Friday, May 19, 2006

Re: On affirmative action 

Andrew, in the spirit of vigorous debate, I respond to your criticism of my quick post on affirmative action:

If you mean it's not good to speak the truth, perhaps you're right. It's certainly a dangerous proposition for one that points out unpopular truths. However, what I said was not out of line. I have my examples in mind, and they are not the result of racism. I wish that what I saw wasn't the case--I liked many of the people I have in mind, and am friends with them. However, to wish it away and ignore the facts is just as bad as the policies that created said problems.

I challenge you to point out why my comments was wrong--rather 'rude and somewhat unfounded'. I'll concede that what I said was 'rude', if you're using a meaning of that word that means that pointing out harsh truths is 'rude'. If that's rude, than let more people be rude. Socrates, although I am certainly no Socrates, was very rude.

Also, I should point out that your criticism wasn't directed at what I actually said: I wrote that some of these students were having a hard time at their studies, that perhaps they weren't adequately prepared for the rigours of the UofC. That's not mean at all--not everyone can jump into the UofC's academic environment and succeed; it certainly requires a good amount of previous learning and a certain amount of talent (these attributes are not tied to race by any means, just to make that clear). These students clearly weren't ready for the UofC. Also, I never said I'd judge people in the future that were minorities and question their achievements. I won't need to: if I'm hiring someone, I'll look up their GPA and transcript and see for myself how they did. I'll base my opinion on facts, and not innuendo, just as I did in the small case of what I said in my previous post.

While the policy of afffirmative action is by definition racist, and it is certainly unjust for the reasons you stipulated, my criticism was a simpler one: these students were getting bad grades and were struggling to such an extent that they would have been better served going to another institution. There's nothing wrong with that criticism by any means, especially since I made explicit that I was speaking with a few students in mind.

Like I said before: the facts can be harsh, especially when they go against what is politically correct. However, Andrew, you should know very well that not all commonly held beliefs are right or just.

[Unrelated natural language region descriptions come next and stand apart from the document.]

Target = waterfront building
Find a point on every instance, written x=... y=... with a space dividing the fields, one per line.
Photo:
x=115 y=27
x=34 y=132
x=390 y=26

I was merely pointing that out a specific case: that of affirmative action doing a disservice to the students that it places in environments they're not prepared for, and also to those students whom were denied the environment they were suited for and deserved because they weren't of the right race.

It's a simple opinion, and not racist. Again, tell me why my comments aren't appropriate? I certainly wasn't claiming to be providing 'the answer' to the education gap. I was merely providing a small anecdote. Now, if some racist wanted to take what I said and use it as 'evidence' for their incorrect views, I suppose they could twist what I said. Perhaps that's what you object to, my words being abused by someone else? Let me just say this: if one had to always make sure that what one said was unable to be twisted to support incorrect views, one would never speak.

Remember, one must always maintain perspective and reasonable judgement=) If I was claiming to have a big 'answer' and only delivered that, then I deserve to be castigated. However, I don't have the answer. I merely know what I see. And sometimes what I see is not good (and in this case I relayed some unfortunate things I'd seen). However, I'd rather see the unjust rather than blindly gaze at shadow.